HW3


John-Paul Akinbami (JP)
I am a BME PhD student, curious about science and eager to learn new things.

HW3
  1. Describe your figure briefly so we know what you are depicting (you no longer need to use precise data visualization terms as you have been doing). Write a description to convince me that your cluster interpretation is correct. Your description may reference papers and content that allowed you to interpret your cell cluster as a particular cell-type. The figures collectively show the clustering patterns and spatial organization of cells within the Visium dataset, using PCA and tSNE to visualize how cells group together in reduced dimensional space, and then mapping those same clusters back onto the physical tissue. In other words, I am showing both how the cells relate to each other transcriptionally and where they sit anatomically. The heatmap further highlights the differentially expressed genes within my cluster of interest, making it clear which genes define this group relative to the others.
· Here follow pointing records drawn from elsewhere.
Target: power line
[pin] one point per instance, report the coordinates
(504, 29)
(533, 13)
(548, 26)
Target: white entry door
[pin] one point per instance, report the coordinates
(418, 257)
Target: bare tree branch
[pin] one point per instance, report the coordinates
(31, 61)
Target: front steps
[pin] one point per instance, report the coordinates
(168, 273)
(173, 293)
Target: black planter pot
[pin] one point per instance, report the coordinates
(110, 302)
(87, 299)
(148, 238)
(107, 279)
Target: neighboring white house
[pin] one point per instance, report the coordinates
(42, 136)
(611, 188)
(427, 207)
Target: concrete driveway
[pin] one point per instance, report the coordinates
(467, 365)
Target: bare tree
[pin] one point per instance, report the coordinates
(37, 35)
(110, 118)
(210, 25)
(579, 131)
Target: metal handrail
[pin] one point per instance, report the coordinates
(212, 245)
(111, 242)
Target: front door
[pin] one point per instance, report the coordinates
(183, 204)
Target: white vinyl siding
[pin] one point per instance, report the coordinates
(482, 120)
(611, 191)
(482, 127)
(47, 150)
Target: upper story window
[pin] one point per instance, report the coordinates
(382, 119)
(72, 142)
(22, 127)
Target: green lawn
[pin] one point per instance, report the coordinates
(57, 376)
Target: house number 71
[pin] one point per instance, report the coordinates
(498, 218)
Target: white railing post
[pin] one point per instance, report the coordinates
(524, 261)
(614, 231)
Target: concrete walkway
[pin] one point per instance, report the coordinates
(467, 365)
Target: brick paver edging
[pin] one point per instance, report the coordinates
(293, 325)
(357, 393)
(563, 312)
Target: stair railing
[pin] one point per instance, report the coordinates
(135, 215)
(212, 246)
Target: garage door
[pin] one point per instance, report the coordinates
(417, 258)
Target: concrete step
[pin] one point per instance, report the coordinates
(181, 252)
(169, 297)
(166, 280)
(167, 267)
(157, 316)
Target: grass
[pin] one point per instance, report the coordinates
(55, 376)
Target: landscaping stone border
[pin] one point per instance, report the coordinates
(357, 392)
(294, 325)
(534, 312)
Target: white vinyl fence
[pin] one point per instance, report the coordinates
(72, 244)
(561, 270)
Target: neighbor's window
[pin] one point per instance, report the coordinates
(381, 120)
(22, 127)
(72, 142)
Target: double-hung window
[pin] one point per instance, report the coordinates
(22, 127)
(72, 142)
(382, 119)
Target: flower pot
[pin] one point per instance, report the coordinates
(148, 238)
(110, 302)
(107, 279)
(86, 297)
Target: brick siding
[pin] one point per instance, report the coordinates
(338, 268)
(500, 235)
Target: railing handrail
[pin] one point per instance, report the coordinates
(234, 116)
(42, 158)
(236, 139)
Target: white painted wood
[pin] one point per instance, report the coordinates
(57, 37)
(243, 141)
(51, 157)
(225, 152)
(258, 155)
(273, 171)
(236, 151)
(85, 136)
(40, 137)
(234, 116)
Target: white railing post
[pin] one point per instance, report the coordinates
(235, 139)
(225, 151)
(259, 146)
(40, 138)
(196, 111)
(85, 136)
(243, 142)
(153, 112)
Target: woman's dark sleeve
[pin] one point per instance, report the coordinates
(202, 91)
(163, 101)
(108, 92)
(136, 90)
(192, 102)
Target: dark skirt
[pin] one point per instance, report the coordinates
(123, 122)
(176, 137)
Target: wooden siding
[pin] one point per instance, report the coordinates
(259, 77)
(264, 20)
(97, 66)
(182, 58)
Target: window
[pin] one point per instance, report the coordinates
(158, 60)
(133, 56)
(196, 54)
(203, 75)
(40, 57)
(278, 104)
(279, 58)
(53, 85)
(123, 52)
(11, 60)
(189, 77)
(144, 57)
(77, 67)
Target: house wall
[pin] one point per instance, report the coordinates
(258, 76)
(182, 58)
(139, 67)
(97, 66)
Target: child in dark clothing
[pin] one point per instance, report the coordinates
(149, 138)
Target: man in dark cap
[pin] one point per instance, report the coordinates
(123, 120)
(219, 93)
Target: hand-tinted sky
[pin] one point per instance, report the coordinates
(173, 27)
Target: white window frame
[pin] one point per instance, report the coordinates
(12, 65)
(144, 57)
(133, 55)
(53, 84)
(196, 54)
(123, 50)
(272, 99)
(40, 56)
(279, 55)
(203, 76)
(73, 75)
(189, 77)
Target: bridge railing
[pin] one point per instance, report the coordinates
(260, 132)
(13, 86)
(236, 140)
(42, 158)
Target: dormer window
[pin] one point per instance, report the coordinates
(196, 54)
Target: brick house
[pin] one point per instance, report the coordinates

The final two visualizations focus specifically on the expression of Slc12a1, which is a well-established marker for cells in the thick ascending limb of the Loop of Henle (Park et al., 2018). By displaying Slc12a1 expression in PCA space and in physical tissue space, I demonstrate that this gene is not randomly expressed, but instead is strongly enriched in a specific, coherent cluster of cells.

Importantly, Slc12a1 is not acting alone. Other genes such as Ptger3, Umod, and Slc5a3 are also highly expressed in this same cluster. Slc12a1 (NKCC2) and Umod (uromodulin) are classic and widely cited markers of the thick ascending limb in kidney single-cell atlases (Balzer et al., 2022; Tang et al., 2021; Park et al., 2018). The coordinated, high-level expression of these markers within this cluster, alongside their relatively low expression in other clusters, strongly supports the interpretation that this group represents Loop of Henle cells.

Additionally, the presence of Epcam, a general epithelial marker, is consistent with the identity of renal tubular epithelial cells. At the same time, the low or absent expression of markers associated with other kidney cell types further strengthens the specificity of this assignment.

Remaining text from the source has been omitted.